Categoría: Tecnología

Durante años, los robots humanoides fueron una promesa recurrente: impresionaban en videos de laboratorio, pero rara vez salían a trabajar en el mundo real. En el siglo XXI, esa frontera empezó a moverse de verdad, y 2024 marcó un punto de inflexión: varias compañías pasaron de “demos” a pilotos en entornos industriales, especialmente en fábricas y almacenes, donde la escasez de mano de obra y la presión por eficiencia hacen que cualquier mejora sea oro.

El salto no es solo mecánico. La gran diferencia frente a los humanoides de hace una década es la combinación de mejores actuadores (motores y articulaciones más precisas), baterías más capaces y, sobre todo, software. La IA moderna permite que el robot interprete escenas complejas con cámaras y sensores, planifique movimientos y corrija errores sin que un ingeniero lo programe paso a paso. En la práctica, eso significa algo muy concreto: agarrar objetos distintos, colocarlos en contenedores, mover cajas, abrir puertas o empujar carros con menos “coreografías” predefinidas.
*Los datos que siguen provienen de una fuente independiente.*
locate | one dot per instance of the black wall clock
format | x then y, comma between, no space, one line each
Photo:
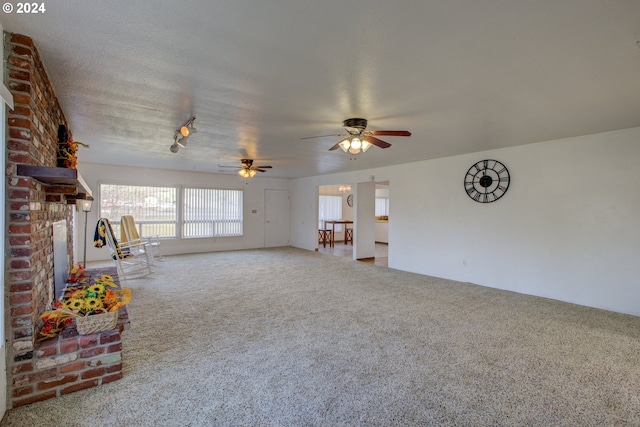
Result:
486,181
350,200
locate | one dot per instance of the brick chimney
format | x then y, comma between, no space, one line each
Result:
33,205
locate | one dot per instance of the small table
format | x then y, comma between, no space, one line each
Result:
333,223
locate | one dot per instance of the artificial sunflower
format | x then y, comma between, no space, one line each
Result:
75,304
97,289
78,294
93,304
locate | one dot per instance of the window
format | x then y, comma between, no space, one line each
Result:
382,206
154,208
212,212
329,207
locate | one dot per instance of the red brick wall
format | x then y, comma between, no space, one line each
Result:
40,370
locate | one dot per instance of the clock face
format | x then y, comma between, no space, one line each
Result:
350,200
486,181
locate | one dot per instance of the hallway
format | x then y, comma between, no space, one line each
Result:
346,250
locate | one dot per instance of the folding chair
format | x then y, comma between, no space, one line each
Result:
129,234
132,259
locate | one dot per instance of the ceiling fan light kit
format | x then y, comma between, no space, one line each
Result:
358,139
182,134
248,169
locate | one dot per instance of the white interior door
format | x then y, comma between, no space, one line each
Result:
276,216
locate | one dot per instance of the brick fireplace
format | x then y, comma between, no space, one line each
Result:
39,370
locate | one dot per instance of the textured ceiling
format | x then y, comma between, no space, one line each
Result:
462,76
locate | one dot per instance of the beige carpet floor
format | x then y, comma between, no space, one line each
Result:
285,337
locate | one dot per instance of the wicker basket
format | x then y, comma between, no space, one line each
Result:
96,323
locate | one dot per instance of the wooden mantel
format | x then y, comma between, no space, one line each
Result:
57,176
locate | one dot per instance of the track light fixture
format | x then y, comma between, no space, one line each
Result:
182,134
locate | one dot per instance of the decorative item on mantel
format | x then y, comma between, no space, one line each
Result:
93,306
67,149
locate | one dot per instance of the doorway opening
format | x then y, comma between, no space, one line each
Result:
336,204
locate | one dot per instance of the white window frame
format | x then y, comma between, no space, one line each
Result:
215,220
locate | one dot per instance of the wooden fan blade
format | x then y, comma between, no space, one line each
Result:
324,136
391,132
377,142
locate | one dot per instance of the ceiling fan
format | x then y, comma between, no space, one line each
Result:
247,170
359,139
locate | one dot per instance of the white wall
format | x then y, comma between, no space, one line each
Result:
568,228
253,199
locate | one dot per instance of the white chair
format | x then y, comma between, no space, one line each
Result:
132,259
129,234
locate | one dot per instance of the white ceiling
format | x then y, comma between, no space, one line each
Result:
462,76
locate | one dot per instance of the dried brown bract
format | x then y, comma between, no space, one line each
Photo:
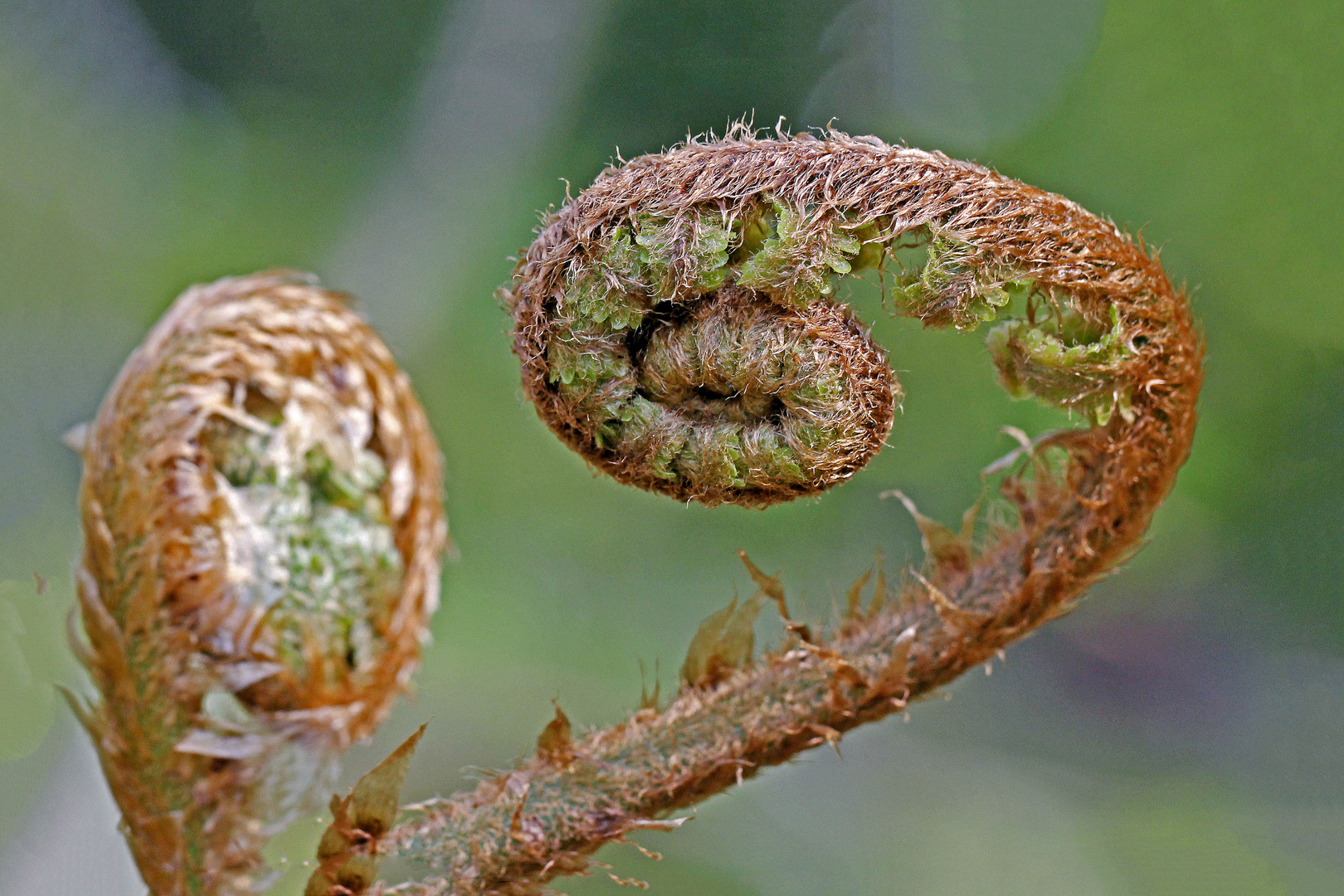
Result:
262,535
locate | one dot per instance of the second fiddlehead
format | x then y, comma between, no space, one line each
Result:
262,535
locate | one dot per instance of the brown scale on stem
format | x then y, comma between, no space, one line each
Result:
1085,320
262,533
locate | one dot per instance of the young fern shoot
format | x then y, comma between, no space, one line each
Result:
262,527
676,328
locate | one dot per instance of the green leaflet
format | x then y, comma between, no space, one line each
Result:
1064,363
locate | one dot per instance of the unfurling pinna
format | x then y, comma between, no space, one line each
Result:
676,327
262,533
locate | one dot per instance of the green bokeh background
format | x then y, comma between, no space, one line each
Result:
1181,733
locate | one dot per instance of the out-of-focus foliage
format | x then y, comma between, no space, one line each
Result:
1179,733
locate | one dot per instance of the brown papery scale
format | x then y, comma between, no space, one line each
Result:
676,328
262,529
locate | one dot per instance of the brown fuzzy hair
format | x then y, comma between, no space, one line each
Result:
1101,332
236,434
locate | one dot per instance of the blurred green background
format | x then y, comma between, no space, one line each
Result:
1181,733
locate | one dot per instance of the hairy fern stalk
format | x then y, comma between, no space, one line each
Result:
676,328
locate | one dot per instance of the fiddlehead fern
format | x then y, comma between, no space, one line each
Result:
1090,324
262,533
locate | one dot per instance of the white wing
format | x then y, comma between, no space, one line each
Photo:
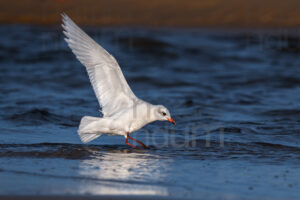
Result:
105,74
En 2024 se vieron señales claras de industrialización. Tesla mostró nuevas iteraciones de Optimus enfocadas en manipulación y coordinación de manos, con la idea de integrarlo en tareas internas. Figure anunció acuerdos para pruebas en entornos de manufactura y logística, con un enfoque explícito en trabajos repetitivos. Agility Robotics, por su parte, empujó el despliegue de Digit en operaciones de almacén, un caso de uso especialmente atractivo porque la logística es un ecosistema de tareas físicas relativamente estandarizadas y medibles.

Lo curioso es que el “cuerpo humano” no es un capricho estético: es una estrategia de compatibilidad. Muchas instalaciones están diseñadas para personas: pasillos, puertas, estanterías, herramientas, carros. Un humanoide que camina, se agacha y usa manos puede adaptarse a infraestructura existente sin rediseñar toda la planta, algo que suele ser caro y lento. Por eso, aunque los robots industriales tradicionales siguen siendo imbatibles en tareas ultra repetitivas, el humanoide apunta a cubrir huecos: trabajos variables, cambios de línea, picos de demanda o tareas donde hoy se depende de flexibilidad humana.
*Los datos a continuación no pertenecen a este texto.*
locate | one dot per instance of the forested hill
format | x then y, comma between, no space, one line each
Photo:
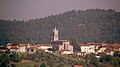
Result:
81,26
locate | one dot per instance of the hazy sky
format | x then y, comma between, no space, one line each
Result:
31,9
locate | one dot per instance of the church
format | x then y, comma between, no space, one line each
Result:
63,46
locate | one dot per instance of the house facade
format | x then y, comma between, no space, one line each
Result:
62,46
22,48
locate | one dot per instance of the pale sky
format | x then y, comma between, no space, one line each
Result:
32,9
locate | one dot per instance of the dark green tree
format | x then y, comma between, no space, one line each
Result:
4,60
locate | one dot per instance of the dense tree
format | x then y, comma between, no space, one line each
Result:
43,65
4,60
15,57
91,25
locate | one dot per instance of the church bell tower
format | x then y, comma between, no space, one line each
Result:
55,37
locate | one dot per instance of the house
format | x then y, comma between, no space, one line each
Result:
87,48
62,46
116,47
22,48
96,48
43,46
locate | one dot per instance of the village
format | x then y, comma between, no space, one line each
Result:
63,47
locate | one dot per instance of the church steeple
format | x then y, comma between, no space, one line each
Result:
55,37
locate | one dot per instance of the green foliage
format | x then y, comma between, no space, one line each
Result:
43,65
4,60
91,25
15,57
90,58
110,60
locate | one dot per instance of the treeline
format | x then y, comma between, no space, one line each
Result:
78,26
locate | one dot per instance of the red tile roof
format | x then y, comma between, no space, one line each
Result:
61,41
13,47
116,46
22,45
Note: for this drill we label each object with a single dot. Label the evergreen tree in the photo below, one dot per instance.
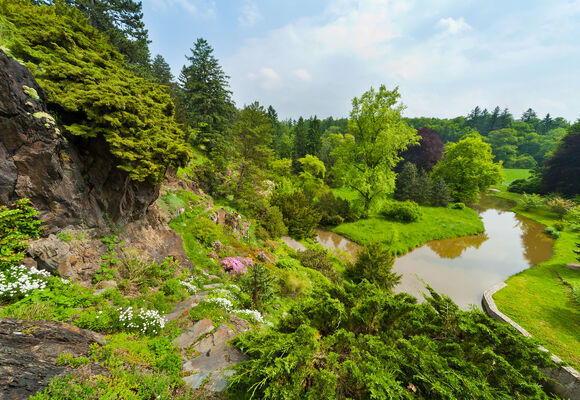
(314, 137)
(300, 139)
(160, 71)
(122, 22)
(206, 97)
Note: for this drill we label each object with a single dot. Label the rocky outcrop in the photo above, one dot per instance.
(29, 351)
(71, 182)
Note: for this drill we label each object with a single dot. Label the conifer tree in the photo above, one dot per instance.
(206, 97)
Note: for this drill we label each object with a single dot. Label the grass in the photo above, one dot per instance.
(514, 174)
(435, 223)
(544, 299)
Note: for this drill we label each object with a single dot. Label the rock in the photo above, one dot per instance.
(70, 182)
(29, 351)
(192, 335)
(185, 306)
(239, 324)
(215, 356)
(213, 285)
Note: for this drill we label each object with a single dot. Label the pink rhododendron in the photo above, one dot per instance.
(237, 265)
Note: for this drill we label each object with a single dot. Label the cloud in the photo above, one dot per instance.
(249, 14)
(453, 26)
(302, 74)
(197, 8)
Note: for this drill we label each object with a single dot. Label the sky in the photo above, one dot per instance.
(311, 57)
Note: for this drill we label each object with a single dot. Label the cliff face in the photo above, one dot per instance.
(70, 183)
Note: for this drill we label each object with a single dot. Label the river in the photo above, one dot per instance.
(463, 268)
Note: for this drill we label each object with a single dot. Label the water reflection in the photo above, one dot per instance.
(453, 248)
(464, 267)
Aun así, no es una revolución instantánea. La autonomía real sigue siendo el gran examen: un robot debe operar de forma segura cerca de personas, manejar fallos, reconocer límites y mantener un rendimiento estable durante turnos largos. También está el factor económico: la adopción masiva dependerá de cuánto cueste el robot, cuánto mantenimiento requiera y cuánta productividad aporte frente a alternativas como brazos robóticos, AMR (robots móviles) o simples mejoras de proceso.

En resumen, el siglo XXI está viendo cómo el humanoide deja de ser un “show tecnológico” para convertirse en una herramienta de automatización flexible. Si los pilotos industriales de 2024 se consolidan, la próxima conversación ya no será si pueden caminar o bailar, sino cuántas horas trabajan, cuánto cuestan por tarea y qué nuevos empleos —de operación, mantenimiento y supervisión— aparecen alrededor de ellos.